The methodology is very simple, and the results are immediate. There you are sat at Christmas dinner and an aunt asks, “What is it that you do again love?” You say advertising, because outside of the flummery of our business that is what you do and that is what people call it. “Oh, that’s nice.”
And then it comes… “So, what ads do you do?”
Proudly you tell her about that highly-awarded poster with the women weeing herself, or that charity stunt, or that seven-minute purpose-driven (mood) film voiced by Greta herself.
And what do you get? “Not sure we know those, do we Terry?”
Terry doesn’t know them.
Then young cousin Jack gets roped in… “Have you seen that Jack, it might be in your programmes or on that Tik Tok?”
“Nah,” says Jack, not even looking up from his phone.
And that’s it, another year gone, and your client’s secrets remain safe with you.
I’ve always been lucky with this. I had John Lewis. And now we have “those MoneySuperMarket ads with Judy Dench”, or that Nationwide campaign with that “bad banker bloke”. These are nailed on to pass the Christmas test, because they are campaigns, designed to be memorable, and well branded. They have ownable assets where each ad builds upon the last, and therefore create implicit long-term memories and brand perceptions among audiences who have better things to think about.
This is what advertising is meant to do. For much of my career the best advertising was always the big campaigns. Maureen Lipman, Dotty, Carl Lewis, German beach towels, Latham and Boff, a big sparkly finger in the sky, the Flower Duet….and they all worked. Every IPA Effectiveness Grand Prix winner has been a classic long-running campaign. If only everything in life was as reliable.
Genuine campaigns are the hardest advertising to conceive and the hardest to motivate our industry behind today. They bore journalists and never trouble juries. The next ad in any campaign will at best drop silently into The Work section of this website, and actually probably won’t even make it that far.
Despite the big research agencies repeatedly telling anyone who’ll listen that what matters is still long-running and distinctive brand assets, and a clearly defined and consistently built brand positioning, the tide is pushing against classic advertising campaigns. Clients move on too fast to worry much about long-term brand health, and agencies know that one-off creative fireworks and stunts burnish their reputations far more than slow-burning campfires.
I was intrigued earlier this year when news of our industry’s most celebrated independent agency selling for fantastical sums failed to feature in the national papers. When we sold Adam & Eve to DDB all the major titles wrote about the fate of “the John Lewis agency”. It was the fame of our campaigns that generated that newsworthy interest.

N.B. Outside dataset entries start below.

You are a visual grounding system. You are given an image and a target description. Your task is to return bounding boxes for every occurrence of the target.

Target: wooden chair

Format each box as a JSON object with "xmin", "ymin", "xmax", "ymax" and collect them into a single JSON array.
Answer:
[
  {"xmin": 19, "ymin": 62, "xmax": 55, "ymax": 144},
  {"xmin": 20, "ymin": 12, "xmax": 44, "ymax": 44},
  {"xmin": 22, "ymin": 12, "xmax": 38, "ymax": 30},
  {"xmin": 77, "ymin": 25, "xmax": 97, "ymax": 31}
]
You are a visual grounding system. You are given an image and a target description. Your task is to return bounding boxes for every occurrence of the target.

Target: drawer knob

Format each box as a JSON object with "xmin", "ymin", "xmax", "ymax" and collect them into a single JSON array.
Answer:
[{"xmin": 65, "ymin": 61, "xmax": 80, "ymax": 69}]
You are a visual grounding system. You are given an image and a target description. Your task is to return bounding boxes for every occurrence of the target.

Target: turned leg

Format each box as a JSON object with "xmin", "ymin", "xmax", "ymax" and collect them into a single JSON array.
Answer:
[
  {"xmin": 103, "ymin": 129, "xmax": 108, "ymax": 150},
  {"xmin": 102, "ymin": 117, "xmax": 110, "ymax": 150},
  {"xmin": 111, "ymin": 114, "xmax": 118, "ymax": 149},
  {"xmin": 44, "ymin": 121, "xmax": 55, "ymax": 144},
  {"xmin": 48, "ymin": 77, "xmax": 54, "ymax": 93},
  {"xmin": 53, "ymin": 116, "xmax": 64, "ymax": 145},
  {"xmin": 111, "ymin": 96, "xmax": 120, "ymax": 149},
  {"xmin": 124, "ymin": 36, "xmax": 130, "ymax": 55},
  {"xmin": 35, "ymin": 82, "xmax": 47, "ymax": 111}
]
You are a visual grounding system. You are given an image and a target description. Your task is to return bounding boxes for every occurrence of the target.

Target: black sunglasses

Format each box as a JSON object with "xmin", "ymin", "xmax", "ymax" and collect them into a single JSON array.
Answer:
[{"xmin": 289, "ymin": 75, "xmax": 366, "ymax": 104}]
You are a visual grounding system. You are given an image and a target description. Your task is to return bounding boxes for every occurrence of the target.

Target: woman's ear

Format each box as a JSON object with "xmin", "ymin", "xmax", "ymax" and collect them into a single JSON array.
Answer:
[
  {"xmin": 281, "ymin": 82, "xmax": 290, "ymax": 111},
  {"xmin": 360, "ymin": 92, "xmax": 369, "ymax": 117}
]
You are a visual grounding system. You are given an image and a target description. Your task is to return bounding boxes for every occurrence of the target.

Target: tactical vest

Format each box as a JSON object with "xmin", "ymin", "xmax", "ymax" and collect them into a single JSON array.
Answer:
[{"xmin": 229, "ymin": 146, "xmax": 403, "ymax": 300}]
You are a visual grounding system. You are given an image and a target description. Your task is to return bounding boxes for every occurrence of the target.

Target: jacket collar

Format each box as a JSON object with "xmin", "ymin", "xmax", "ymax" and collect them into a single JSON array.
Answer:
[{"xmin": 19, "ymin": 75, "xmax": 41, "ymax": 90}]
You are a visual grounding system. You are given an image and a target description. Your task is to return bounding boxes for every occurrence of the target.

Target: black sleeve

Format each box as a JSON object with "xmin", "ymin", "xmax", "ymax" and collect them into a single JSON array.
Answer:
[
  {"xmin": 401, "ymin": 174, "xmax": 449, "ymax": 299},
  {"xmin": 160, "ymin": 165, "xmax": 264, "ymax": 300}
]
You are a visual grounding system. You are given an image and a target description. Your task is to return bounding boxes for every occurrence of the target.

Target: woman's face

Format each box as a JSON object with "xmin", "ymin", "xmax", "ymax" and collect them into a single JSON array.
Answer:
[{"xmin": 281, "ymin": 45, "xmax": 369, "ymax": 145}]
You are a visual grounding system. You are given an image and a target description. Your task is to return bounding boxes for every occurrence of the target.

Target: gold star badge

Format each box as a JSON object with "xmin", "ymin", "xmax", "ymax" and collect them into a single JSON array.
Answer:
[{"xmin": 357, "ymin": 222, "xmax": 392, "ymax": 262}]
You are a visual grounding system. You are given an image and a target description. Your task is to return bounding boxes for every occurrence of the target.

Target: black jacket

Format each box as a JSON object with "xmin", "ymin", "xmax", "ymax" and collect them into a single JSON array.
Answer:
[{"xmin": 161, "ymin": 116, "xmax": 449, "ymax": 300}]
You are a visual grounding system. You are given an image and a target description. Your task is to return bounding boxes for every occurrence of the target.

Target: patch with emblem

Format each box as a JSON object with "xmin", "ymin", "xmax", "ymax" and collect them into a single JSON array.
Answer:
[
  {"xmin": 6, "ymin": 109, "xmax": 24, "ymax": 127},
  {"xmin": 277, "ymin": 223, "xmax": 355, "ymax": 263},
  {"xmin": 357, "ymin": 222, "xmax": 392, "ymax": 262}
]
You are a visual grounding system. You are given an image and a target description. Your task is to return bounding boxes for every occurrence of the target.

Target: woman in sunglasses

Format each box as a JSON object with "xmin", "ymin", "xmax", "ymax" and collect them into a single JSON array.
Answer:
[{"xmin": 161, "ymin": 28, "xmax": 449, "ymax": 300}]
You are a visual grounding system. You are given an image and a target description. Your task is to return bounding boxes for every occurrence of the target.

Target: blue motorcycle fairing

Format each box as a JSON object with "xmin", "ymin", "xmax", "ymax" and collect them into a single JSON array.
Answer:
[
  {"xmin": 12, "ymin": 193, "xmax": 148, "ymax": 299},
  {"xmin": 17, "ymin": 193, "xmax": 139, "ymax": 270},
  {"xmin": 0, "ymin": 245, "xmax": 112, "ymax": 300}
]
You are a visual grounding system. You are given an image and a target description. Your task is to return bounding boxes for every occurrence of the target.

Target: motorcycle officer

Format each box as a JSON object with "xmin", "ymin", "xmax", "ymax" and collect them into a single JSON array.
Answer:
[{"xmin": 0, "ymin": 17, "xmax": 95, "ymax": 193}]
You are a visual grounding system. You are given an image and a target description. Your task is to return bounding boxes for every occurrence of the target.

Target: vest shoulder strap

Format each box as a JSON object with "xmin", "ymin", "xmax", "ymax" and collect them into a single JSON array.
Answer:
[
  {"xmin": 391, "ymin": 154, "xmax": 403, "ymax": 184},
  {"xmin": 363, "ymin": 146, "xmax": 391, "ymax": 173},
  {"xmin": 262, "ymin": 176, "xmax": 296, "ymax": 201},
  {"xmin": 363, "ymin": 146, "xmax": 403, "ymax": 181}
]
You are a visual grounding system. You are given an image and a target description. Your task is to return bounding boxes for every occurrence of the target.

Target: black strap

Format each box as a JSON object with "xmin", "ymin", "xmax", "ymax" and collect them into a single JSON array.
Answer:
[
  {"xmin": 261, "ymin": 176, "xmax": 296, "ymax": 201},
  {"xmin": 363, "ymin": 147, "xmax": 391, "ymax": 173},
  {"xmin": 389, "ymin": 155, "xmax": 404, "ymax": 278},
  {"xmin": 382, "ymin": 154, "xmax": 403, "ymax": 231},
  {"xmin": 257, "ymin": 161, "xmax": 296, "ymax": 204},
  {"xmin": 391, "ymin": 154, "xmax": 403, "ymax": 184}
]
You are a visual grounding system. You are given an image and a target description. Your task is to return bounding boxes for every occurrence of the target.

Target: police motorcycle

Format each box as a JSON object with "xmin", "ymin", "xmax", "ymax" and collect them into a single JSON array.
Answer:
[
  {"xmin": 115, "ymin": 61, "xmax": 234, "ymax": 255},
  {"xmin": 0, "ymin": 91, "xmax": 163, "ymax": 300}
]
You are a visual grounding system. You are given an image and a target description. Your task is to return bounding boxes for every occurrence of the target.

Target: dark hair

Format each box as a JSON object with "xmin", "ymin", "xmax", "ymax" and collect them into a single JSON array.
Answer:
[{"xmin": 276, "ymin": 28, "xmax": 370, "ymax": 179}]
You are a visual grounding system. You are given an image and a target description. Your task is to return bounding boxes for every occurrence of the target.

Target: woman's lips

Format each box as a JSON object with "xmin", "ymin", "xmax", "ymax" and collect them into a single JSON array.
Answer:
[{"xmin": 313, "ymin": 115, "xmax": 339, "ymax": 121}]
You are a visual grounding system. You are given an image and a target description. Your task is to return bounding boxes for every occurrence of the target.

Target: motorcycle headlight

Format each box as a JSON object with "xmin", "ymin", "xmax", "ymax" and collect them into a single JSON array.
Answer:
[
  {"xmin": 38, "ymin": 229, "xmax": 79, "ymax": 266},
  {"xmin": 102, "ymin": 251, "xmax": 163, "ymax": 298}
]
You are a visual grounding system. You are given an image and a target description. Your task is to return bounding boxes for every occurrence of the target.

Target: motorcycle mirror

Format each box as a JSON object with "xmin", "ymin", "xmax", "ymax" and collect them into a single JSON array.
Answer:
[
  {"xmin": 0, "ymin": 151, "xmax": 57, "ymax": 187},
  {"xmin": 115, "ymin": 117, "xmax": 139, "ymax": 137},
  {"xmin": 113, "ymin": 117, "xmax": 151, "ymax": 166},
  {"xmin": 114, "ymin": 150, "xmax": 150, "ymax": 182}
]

And I think it’s interesting that other, more successful creative industries still powerfully embrace campaigns. They call them franchises or series, but they are ultimately just the same as long-running campaigns. It’s multiple seasons on Netflix, the latest Call of Duty or GTA, or a brilliant ongoing podcast series that creates culture these days, far more so than advertising.
Of course, there’s always a place for PR-style stunts, special builds and provocative messages, many of which (when real) are fantastic. But these are not more creative, more powerful, more important, or more effective than good proper long-running advertising campaigns. Just ask Alexander Orlof, or Lightening the Lloyds Black Horse, or the Kevins, Bacon and Carrot. Did somebody say campaigns?
So, when it comes to passing the sprouts and passing the real Christmas test, we would all be well served to remember that the name of our trade website is Campaign for good reason, and our real job is to build demand, brand preference and active behaviour over the long term and with millions of people like your aunt.
David Golding is co-founder of New Commercial Arts.